The Walterdale bridge, the new library, the massive mixed-use Edmonton arena district (ice) project and the ongoing discussion for an urban gondola — the Prairie Sky project — as a rapid transit mode to carry commuters across the River Valley have steadily added to the city’s skyline and points of interest, indeed, as has the Mechanized River Valley Access.

The team started with a design charette with local stakeholders and then held one of their own internally, bringing on colleagues and others from other areas of speciality engineering, such as mechanical engineering, from across Canada.

“It wasn’t part of the budget but it was something we wanted to do,” DiBattista says. “We also looked at Switzerland for expertise in funicular railways because it’s not something we had experience with.”

With the concept taking shape, steel quickly emerged as the right material for a variety of reasons, he says, one being that steel can be especially elegant given the right application and design.

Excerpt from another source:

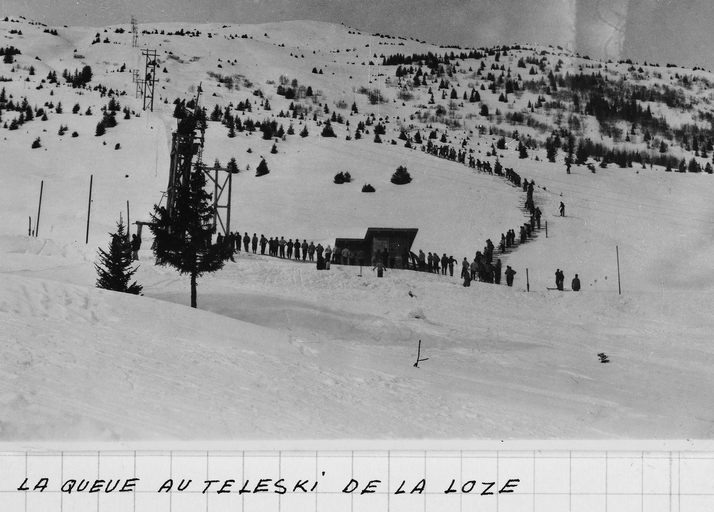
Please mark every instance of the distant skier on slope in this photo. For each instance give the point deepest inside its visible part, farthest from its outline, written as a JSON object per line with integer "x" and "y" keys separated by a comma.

Paired with the specially finished wood steps, it’s a delight of form and function.

Steel also allows the bridge to be supported without bearings or deck joints at the elevator shaft because the columns can deform longitudinally to accommodate thermal expansion and contraction.

“By using steel for the bridge superstructure, we were able to extend the bridge cantilever a significant distance into the river valley, while minimizing our physical footprint on the valley floor,” DiBattista says. “Case in point, a tree still stands directly below the 19-metre-high cantilever; careful erection procedures helped us make this possible.”

Also, he says, steel was the best choice when it became clear weight would be a design challenge. The entire structure sits on the steep bank of the river and with no bedrock to tap into, the design team opted to set the concrete support piers with helical screw piles.

“We needed to keep the weight down because we didn’t want to destabilize the bank and cause problems,” DiBattista says. “It also kept the heavy equipment we had to use to a minimum.”

The project rolled out smoothly, he says, and while there are always challenges none were out of the ordinary or caused major delays.

“We really want to give a shout-out to acknowledge our partners on this project, the city of Edmonton, who worked early on to get the land rights because at the top we were on Fairmont Hotel and McDonald’s property and it allows us to change the design to make it better,” he says with nods to Norfab Manufacturing and Supreme Steel. “And construction manager Sam Johnson from Graham Infrastructure was so important to this.”